After upgrade to 2.2.8 problem "access denied" on save

Again, as I've tried to explain many times already, $_REQUEST['HTTP_MODAUTH'] == 0 is wrong (this should be the proper value) and that is the problem to be solved.

Jason, what for we need $_SERVER['HTTP_MODAUTH']? We can just send request header via AJAX. It`s not correct for security.

Quote from: opengeek at Sep 12, 2013, 02:00 PM

Again, as I've tried to explain many times already, $_REQUEST['HTTP_MODAUTH'] == 0 is wrong (this should be the proper value) and that is the problem to be solved.

I understand it, but for some reason $_SESSION['modx.mgr.user.token'] gets the value 0. And system "not understand" that session is expired, and we not unloged, and some time got Access denied error.

Quote from: Fi1osof at Sep 12, 2013, 12:50 PM

Quote from: pawelmil at Sep 12, 2013, 10:04 AM

Yes. It resolved document saving problem, but there is still problem with gallery image description.

So, you need insert $_SERVER['HTTP_MODAUTH'] = $modx->user->getUserToken($modx->context->get('key')); in image updating connector.

Thanks, adding this line into assets/components/gallery/connector.php solved the problem.

Quote from: pawelmil at Sep 12, 2013, 04:42 PM

Quote from: Fi1osof at Sep 12, 2013, 12:50 PM

Quote from: pawelmil at Sep 12, 2013, 10:04 AM

Yes. It resolved document saving problem, but there is still problem with gallery image description.

So, you need insert $_SERVER['HTTP_MODAUTH'] = $modx->user->getUserToken($modx->context->get('key')); in image updating connector.

Thanks, adding this line into assets/components/gallery/connector.php solved the problem.

where you entered the Instruction?

before those lines:
/* handle request */
$path = $modx->getOption('processorsPath',$modx->gallery->config,$galleryCorePath.'processors/');

Quote from: pawelmil at Sep 16, 2013, 07:50 AM

before those lines:
/* handle request */
$path = $modx->getOption('processorsPath',$modx->gallery->config,$galleryCorePath.'processors/');

You also may do this: in /core/model/modx/modconnectorresponse.php
replace $siteId = $this->modx->user->getUserToken($this->modx->context->get('key')); with
$_SERVER['HTTP_MODAUTH'] = $siteId = $this->modx->user->getUserToken($this->modx->context->get('key'));

It`s really not good, but not less good that insert this in many connectors.

Quote from: Fi1osof at Sep 16, 2013, 08:23 AM

You also may do this: in /core/model/modx/modconnectorresponse.php
replace $siteId = $this->modx->user->getUserToken($this->modx->context->get('key')); with
$_SERVER['HTTP_MODAUTH'] = $siteId = $this->modx->user->getUserToken($this->modx->context->get('key'));

It`s really not good, but not less good that insert this in many connectors.

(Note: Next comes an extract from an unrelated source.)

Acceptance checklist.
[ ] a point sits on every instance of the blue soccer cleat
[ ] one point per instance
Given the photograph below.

This fix the problem also when uploading files? i.e. from Tinymce or from a tv.

Thanks

Quote from: tillilab at Sep 16, 2013, 10:17 AM

Quote from: Fi1osof at Sep 16, 2013, 08:23 AM

You also may do this: in /core/model/modx/modconnectorresponse.php
replace $siteId = $this->modx->user->getUserToken($this->modx->context->get('key')); with
$_SERVER['HTTP_MODAUTH'] = $siteId = $this->modx->user->getUserToken($this->modx->context->get('key'));

It`s really not good, but not less good that insert this in many connectors.

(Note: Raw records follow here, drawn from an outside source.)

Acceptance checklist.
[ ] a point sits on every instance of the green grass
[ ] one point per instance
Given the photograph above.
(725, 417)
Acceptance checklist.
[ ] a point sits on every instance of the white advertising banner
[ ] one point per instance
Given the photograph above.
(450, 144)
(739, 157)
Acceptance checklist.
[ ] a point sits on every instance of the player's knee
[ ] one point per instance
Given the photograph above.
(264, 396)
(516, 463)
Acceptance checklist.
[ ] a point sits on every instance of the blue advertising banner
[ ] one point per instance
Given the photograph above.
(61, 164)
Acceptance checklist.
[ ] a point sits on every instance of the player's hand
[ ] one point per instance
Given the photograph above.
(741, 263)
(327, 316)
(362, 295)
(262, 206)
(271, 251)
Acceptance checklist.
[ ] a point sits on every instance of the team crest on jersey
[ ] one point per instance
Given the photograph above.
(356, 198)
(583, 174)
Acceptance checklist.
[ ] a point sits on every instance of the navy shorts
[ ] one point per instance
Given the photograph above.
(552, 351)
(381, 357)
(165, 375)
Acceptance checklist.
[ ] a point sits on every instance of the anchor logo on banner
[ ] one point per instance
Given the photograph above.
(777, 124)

This fix the problem also when uploading files? i.e. from Tinymce or from a tv.

Thanks

From all, cause all connectors uses modConnectorResponse.

By doing this, you are basically disabling all security checks on your site. If the validation that is supposed to be checked to ensure you have a valid request is bypassed by setting it server side on every request, you are circumventing MODX security.

If someone cares to explore why the value being sent in the REQUEST is getting set to 0 in these environments, we can start to address the actual problem being experienced here.